Stanford GSB

Stanford GSB

Monday, February 22, 2016

Robert Parker as consumer advocate


I was struck by the amount of criticism Robert Parker receives from many in the wine industry, particularly given his popularity among readers. While the complaints about Parker pushing his own tastes on the wine industry are apt, I wonder if there isn’t something else behind the complaints. Wineries and Parker stand in something of an adversarial relationship—he is, after all, a critic. If a lot of consumers like Robert Parker and many wineries don’t, maybe part of the reason is that Robert Parker advocates for consumers against the wine industry. Admittedly, this is a pretty stark departure from the typical characterization of Parker as the dean of the wine establishment.

But there’s some evidence to support this idea. First of all, Parker himself cites famous consumer activist Ralph Nader as one of his inspirations for becoming a wine critic in the first place. And Parker claims that Nader’s philosophy of objectivity informs the standards that The Wine Advocate uses to rate wines (although Parker holds other contributors to his publication to somewhat lower standards).

This point of view is apparent in Parker’s reviews as well. A rhetorical analysis of Parker’s writings described The Wine Advocate’s tone as a “manifesto of ardent consumer activism.” Anecdotally, that seems to be what the consumers in Escaping Robert Parker sought his advice out for as well. They don’t want to be “taken advantage of,” and they trust Parker to protect them from wineries looking to do just that.

If Parker were really helping consumers to pick out the wheat from the chaff, we would expect a relatively weak relationship between price and his ratings. If Parker’s reviews were predictable based on the price of the wine, they would provide little value to the consumer looking for deals. And quantitative analysis found a correlation of only 0.3 between price and review score, which is relatively low especially given wine’s role as a status good.

Potentially, then, Parker and other critics are providing valuable information to consumers that the market price signal misses. But given the Weil study showing that consumers on average get no sensory information from qualitative wine reviews, it’s not clear what that information might be.

2 comments:

  1. Good points, though I think this is also a familiar dynamic from any high-end artistic-oriented market. I'll comment more fully in my own post but I think people in the inner circle of this sort of world have inflated notions of what prestige means.

    ReplyDelete
  2. Thanks for sharing this, Mike. I do think, to Parker's credit, that he successfully elevated the role of the wine critic in the consumer market. In doing so, in some ways he went against the grain and worked to democratize wine for the consumers. One article from the Atlantic states, "But now comes this Parker, a man as naive as America, with his raw talent, his disproportionate weight, and his stubborn disregard for the hierarchy of taste." (Link to the article here: theatln.tc/1pjzqD1)

    I think that because of his prominence, and because he was so highly regarded when no other wine critics were, Parker started with a disregard for hierarchy in the early years but then proceeded to actually create his own hierarchy within the world of wine as he became revered. Whether or not this was his true intention is unclear - nevertheless, I think he deserves credit for bringing critical analysis to the wine industry and for trying to increase the exchange of information and educate consumers about wine.

    And his impact has not been all bad.

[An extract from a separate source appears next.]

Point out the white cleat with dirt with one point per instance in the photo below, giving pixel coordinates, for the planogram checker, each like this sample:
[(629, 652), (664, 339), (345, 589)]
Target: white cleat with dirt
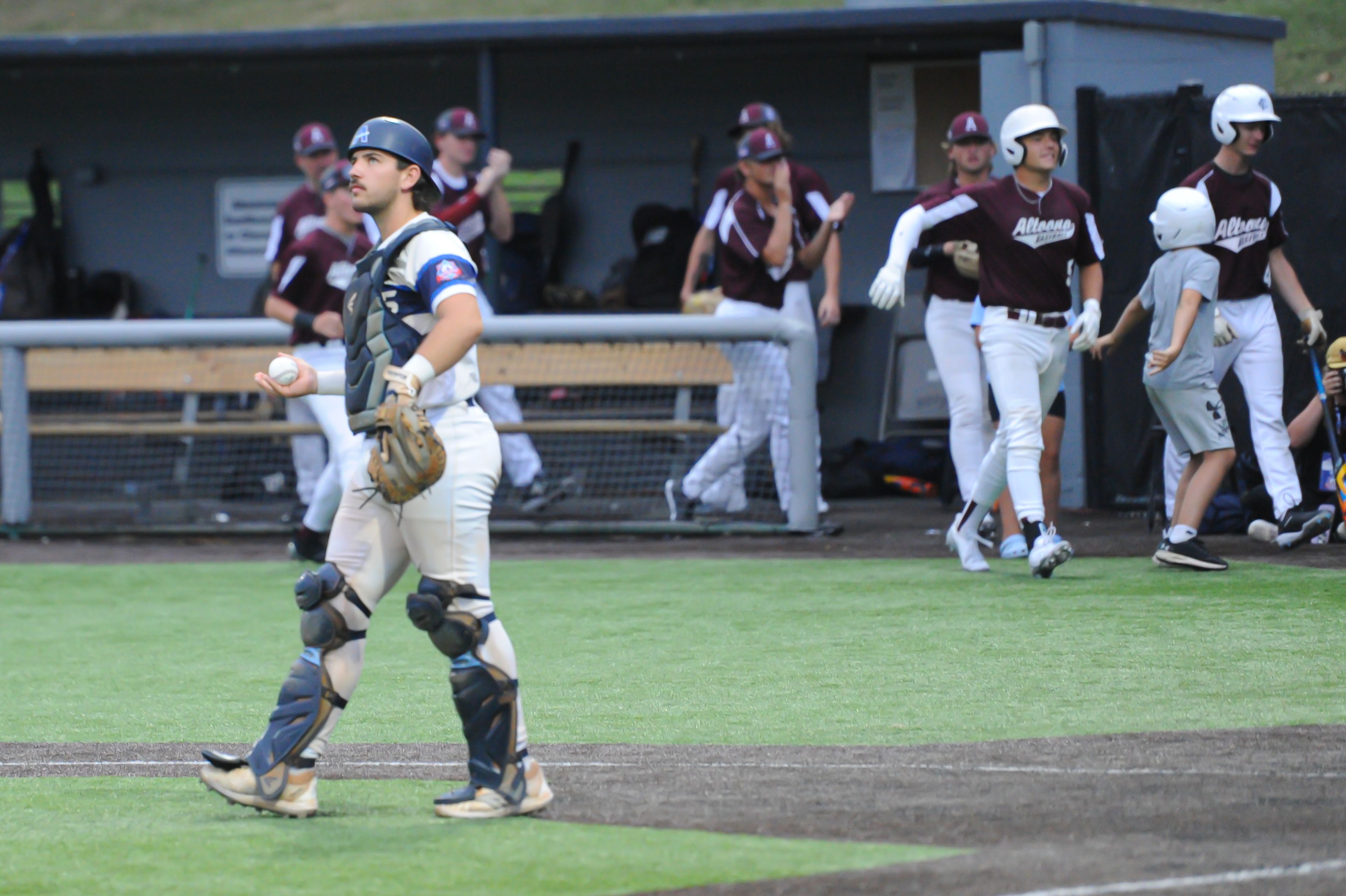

For some small, family-run wineries, they are grateful to have received Parker's acclaim because it put them on the map and allowed them to continue producing when they otherwise would have struggled financially. For other wineries, however, their view is that his (biased) palate has created biased impressions that have shaped consumer purchasing and have homogenized the wine industry on an international scale.

    I thought it was interesting that Alder Yarrow explained during our class discussion that he tries not to review wines that he knows he has his own strong bias against (or that if he does review these wines, he tries to be as objective as he can about it). I think that, in theory, every varietal should be able to achieve a high score - but it is difficult to achieve complete objectivity in the analysis of different varietals. I also agree with Yarrow that, once the wine rating reaches a certain level, the differences which distinguish a 97-point wine from a 99-point wine are not truly reflective of a difference in quality but are more reflective of the subtleties of personal taste. It is remarkable how prices escalate quite significantly even in this narrow, high-point range - and I think this is mostly a testament to consumers' attachment to numbers as a pure reflection of quality. I liked Yarrow's approach, which is not to make such subtle distinctions between wines that are of such excellent quality. Maybe the narrowing of the rating scale, in the long run, would be a good thing (i.e. taking out the difference between 98-99-100 points).